# new to smoking from NC



## dodgefan67 (May 7, 2011)

*hey everyone! my name's Jerry and i have grilled out quite a lot, but this will be my first time smoking. i recently got a new grill, the char-griller duo 5050 with the side firebox for smoking. the gas side works flawlessly and i am hoping the other side does as well. got a picnic bone-in shoulder, had the skin on it, cut it off and tossed it, smelled like it had gone bad, hope the rest of it didn't. rubbed some mustard and salt&pepper on it and its sitting in the fridge waiting for tomorrow. its just under 7 pounds*

*one question i do have, if its ok to ask here, is that i will be gone for about 3 hours tomorrow. is it ok to leave it by itself for that long? other than the obvious "shouldn't leave a fire burning unattended"*


----------



## fpnmf (May 7, 2011)

Welcome!!

Craig


----------



## roller (May 7, 2011)

Welcome !!!!!1


----------



## Bearcarver (May 7, 2011)

dodgefan67 said:


> *hey everyone! my name's Jerry and i have grilled out quite a lot, but this will be my first time smoking. i recently got a new grill, the char-griller duo 5050 with the side firebox for smoking. the gas side works flawlessly and i am hoping the other side does as well. got a picnic bone-in shoulder, had the skin on it, cut it off and tossed it, smelled like it had gone bad, hope the rest of it didn't. rubbed some mustard and salt&pepper on it and its sitting in the fridge waiting for tomorrow. its just under 7 pounds*
> 
> *one question i do have, if its ok to ask here, is that i will be gone for about 3 hours tomorrow. is it ok to leave it by itself for that long? other than the obvious "shouldn't leave a fire burning unattended"*


Welcome Jerry!

You want to leave?-----Make sure you get it from 40˚ to 140˚ internal------No big deal after that.

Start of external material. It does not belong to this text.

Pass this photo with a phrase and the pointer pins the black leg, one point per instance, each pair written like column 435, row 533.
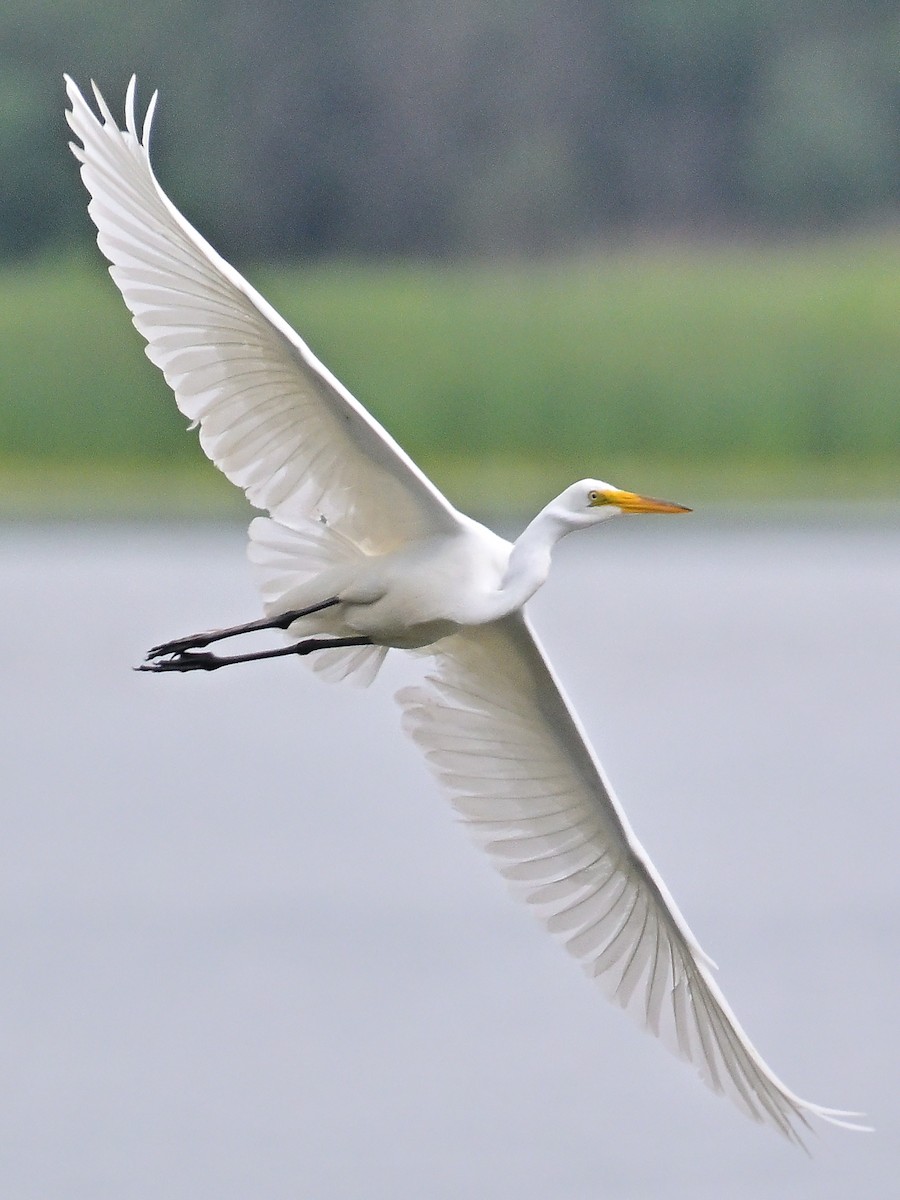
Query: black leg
column 197, row 641
column 195, row 660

If you come here the next day & tell us you don't know when it got to 140˚ internal, we're gonna say, "We don't know if it's safe to eat".

BTW: I like your Avatar!

Bear


----------



## oregon smoker (May 7, 2011)

welcome aboard and as above it is critical to get above 140 and know when as Bear indicated.


----------



## alelover (May 7, 2011)

Hello Kannapolis. I'm over in Concord. Welcome to SMF. Lots of good folks and knowledge here. Learn much you will. 
	

	
	
		
		



		
		
	


	





I'm smoking tomorrow too. Will have Q-View later.


----------



## dodgefan67 (May 7, 2011)

*thanks everyone! so as long as it gets to 140 or above before i have to leave, its ok to leave it on the grill? even if the coals and smoke go out? or if it gets to 140 i can take it out? i have to leave at noon, so if i get it in by say 8 and it hits 140 by 11-11:30 i can take it out and it will be done?*


----------



## boykjo (May 7, 2011)

First off dodgefan67 welcome to SMF... IF I were smoking meat on a new grill I wasnt familliar with and had to throw away the skin from the shoulder because I thought it was bad I would rethink things here. ....I would reschedule and be there for the whole smoke and find a piece of meat I would be confident in.........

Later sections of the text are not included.